Deoxyuracil in DNA and disease: Genomic signal or managed situation?

Abstract

Genomic instability is implicated in the etiology of several deleterious health outcomes including megaloblastic anemia, neural tube defects, and neurodegeneration. Uracil misincorporation and its repair are known to cause genomic instability by inducing DNA strand breaks leading to apoptosis, but there is emerging evidence that uracil incorporation may also result in broader modifications of gene expression, including: changes in transcriptional stalling, strand break-mediated transcriptional upregulation, and direct promoter inhibition. The factors that influence uracil levels in DNA are cytosine deamination, de novo thymidylate (dTMP) biosynthesis, salvage dTMP biosynthesis, dUTPase, and DNA repair.
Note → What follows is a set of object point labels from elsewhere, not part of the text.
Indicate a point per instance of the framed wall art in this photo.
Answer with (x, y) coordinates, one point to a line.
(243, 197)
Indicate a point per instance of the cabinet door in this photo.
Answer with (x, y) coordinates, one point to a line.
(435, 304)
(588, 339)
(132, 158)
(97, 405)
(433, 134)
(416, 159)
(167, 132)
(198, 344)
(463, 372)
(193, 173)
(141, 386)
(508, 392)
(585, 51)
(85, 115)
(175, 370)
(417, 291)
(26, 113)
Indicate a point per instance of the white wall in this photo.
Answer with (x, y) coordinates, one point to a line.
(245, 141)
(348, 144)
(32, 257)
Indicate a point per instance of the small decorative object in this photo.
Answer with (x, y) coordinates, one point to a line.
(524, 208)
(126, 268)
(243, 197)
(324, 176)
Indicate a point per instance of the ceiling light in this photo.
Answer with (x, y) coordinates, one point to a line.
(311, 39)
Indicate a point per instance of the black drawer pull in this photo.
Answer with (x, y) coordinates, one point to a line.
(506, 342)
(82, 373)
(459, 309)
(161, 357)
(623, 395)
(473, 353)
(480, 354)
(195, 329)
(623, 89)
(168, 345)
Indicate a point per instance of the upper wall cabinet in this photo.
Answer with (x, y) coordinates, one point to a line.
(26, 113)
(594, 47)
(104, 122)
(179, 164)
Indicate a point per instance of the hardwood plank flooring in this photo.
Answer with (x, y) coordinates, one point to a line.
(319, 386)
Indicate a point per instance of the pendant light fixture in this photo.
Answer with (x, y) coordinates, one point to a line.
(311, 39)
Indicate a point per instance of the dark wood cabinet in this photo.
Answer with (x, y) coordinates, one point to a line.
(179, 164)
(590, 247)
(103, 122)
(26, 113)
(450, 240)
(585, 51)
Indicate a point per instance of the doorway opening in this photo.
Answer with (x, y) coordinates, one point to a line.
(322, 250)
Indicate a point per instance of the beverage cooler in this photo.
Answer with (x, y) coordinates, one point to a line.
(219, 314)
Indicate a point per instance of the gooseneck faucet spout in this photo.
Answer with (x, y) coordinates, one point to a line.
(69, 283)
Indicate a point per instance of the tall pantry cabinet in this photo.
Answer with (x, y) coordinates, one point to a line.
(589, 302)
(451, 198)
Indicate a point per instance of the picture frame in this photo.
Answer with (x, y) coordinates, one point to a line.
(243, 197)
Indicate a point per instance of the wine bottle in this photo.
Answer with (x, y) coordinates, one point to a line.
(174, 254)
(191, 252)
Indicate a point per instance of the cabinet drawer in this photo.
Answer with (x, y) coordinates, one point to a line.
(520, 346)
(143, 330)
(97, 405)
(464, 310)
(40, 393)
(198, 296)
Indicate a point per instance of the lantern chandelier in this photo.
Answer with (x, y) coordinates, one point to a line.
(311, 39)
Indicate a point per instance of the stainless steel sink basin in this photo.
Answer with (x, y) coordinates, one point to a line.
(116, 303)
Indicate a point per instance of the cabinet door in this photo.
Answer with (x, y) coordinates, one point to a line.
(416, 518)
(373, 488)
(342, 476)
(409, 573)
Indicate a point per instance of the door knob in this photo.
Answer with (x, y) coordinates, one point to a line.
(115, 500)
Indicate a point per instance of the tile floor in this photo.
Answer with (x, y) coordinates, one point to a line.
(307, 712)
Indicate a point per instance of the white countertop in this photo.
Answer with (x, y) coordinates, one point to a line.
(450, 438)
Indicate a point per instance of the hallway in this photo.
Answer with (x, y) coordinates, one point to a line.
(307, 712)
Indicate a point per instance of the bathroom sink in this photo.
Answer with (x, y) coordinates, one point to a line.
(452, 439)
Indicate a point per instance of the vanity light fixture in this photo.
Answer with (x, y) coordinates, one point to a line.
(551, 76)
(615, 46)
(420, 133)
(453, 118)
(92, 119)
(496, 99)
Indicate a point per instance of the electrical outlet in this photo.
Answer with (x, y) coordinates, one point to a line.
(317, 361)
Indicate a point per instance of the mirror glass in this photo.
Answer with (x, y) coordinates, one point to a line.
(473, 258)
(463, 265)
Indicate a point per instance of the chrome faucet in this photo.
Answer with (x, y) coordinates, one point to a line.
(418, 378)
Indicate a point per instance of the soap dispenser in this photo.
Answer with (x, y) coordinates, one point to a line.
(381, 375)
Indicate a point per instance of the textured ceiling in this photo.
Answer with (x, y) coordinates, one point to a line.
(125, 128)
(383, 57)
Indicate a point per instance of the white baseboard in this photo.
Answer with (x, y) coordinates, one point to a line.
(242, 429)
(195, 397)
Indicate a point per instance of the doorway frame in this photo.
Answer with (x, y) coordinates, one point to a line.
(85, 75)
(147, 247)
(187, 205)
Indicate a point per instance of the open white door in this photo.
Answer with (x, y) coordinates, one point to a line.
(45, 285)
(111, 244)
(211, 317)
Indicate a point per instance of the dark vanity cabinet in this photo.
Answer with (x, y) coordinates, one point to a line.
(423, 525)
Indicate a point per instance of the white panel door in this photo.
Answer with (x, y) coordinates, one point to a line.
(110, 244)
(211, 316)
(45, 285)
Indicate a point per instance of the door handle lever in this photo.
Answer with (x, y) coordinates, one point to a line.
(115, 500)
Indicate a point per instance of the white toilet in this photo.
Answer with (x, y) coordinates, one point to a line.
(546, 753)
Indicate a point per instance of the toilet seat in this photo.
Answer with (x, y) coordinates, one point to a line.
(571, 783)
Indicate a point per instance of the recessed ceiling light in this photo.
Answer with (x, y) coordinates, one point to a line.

There is evidence that the nuclear localization of the enzymes in these pathways in mammalian cells may modify and/or control the levels of uracil accumulation into nuclear DNA. Uracil sequencing technologies demonstrate that uracil in DNA is not distributed stochastically across the genome, but instead shows patterns of enrichment. Nuclear localization of the enzymes that modify uracil in DNA may serve to change these patterns of enrichment in a tissue-specific manner, and thereby signal the genome in response to metabolic and/or nutritional state of the cell.